Objective To explore the progression of Friedreich ataxia by analysing the change in scores of four clinical measures (the Friedreich Ataxia Rating Scale (FARS), the International Cooperative Ataxia Rating Scale (ICARS), the Functional Independence Measure (FIM) and the Modified Barthel Index (MBI)) over a period of up to 12 years, to ascertain the effects of clinical variables on performance of these measures, and to determine the most sensitive rating scale for measuring disease progression.

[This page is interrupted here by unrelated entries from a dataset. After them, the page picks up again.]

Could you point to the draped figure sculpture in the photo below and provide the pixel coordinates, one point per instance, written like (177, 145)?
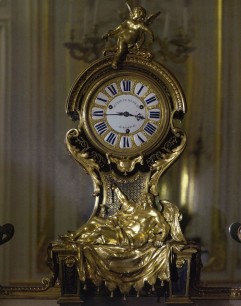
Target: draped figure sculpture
(129, 247)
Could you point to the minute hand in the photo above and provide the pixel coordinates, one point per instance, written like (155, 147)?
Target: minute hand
(127, 114)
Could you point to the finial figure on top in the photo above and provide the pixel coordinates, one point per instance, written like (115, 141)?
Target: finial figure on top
(131, 35)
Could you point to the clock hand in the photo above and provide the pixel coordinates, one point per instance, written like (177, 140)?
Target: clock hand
(127, 114)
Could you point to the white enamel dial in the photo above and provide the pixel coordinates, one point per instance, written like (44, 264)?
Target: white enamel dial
(126, 114)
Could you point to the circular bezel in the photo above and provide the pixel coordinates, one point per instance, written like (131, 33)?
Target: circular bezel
(80, 99)
(119, 133)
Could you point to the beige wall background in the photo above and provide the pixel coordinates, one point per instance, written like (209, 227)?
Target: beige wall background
(43, 192)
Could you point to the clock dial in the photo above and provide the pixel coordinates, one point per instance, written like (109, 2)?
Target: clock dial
(127, 114)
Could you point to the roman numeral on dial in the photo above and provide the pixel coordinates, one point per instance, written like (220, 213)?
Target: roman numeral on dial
(151, 99)
(97, 113)
(125, 142)
(112, 89)
(154, 114)
(111, 138)
(101, 127)
(150, 128)
(139, 139)
(140, 89)
(126, 85)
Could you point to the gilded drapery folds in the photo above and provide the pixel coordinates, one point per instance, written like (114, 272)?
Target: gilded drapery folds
(127, 106)
(130, 247)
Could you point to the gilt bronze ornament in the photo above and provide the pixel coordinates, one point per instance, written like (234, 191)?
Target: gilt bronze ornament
(126, 105)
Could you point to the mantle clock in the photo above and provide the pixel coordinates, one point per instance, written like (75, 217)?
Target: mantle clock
(125, 104)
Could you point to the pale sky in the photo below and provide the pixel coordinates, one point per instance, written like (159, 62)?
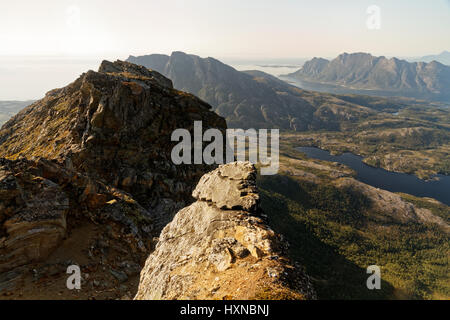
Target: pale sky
(231, 28)
(48, 43)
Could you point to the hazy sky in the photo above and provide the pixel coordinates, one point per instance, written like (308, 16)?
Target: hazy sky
(225, 28)
(48, 43)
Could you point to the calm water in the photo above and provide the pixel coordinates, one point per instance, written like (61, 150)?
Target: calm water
(391, 181)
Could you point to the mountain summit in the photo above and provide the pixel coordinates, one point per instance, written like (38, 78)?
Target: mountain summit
(362, 71)
(252, 99)
(86, 177)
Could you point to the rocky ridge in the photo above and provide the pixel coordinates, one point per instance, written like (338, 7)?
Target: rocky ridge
(220, 247)
(87, 171)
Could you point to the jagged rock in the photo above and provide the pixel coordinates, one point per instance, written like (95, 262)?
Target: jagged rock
(115, 126)
(219, 247)
(88, 169)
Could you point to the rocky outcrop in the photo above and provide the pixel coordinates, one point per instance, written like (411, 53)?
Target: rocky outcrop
(95, 155)
(253, 99)
(221, 248)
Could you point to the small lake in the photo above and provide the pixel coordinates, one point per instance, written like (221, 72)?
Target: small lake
(386, 180)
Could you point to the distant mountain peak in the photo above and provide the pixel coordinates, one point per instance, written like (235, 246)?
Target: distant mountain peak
(362, 71)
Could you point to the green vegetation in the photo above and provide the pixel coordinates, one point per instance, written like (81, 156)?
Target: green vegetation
(336, 235)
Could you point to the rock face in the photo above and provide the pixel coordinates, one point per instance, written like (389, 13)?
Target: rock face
(88, 168)
(114, 125)
(220, 248)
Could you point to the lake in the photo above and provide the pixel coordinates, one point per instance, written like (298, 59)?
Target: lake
(386, 180)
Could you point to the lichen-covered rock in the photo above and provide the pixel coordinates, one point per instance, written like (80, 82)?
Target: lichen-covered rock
(86, 178)
(220, 247)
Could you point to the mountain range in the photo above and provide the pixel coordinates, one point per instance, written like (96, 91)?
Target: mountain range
(365, 73)
(443, 57)
(254, 99)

Methods We measured the disease progression of up to 147 individuals against disease duration grouped into 5-year intervals. Additional subgroups were created to study the effects of the size of the smaller FXN intron 1 GAA repeat size (GAA1) and onset age on rating scale performance.

Results Both the FARS and ICARS demonstrated greater change in the first 20 years post disease onset than in the subsequent 20 years during which there was little change in the mean score. While the FIM and MBI continued to deteriorate beyond 20 years post disease onset, floor effects were noted. As measured by the FARS, individuals with a larger GAA1 repeat were found to progress more quickly in the first 20 years of disease.

Conclusions Individuals with larger GAA1 repeat sizes and earlier ages of disease onset were shown to deteriorate at a faster rate and were associated with greater FARS and ICARS scores and lower FIM and MBI scores, which are indicative of greater disease severity.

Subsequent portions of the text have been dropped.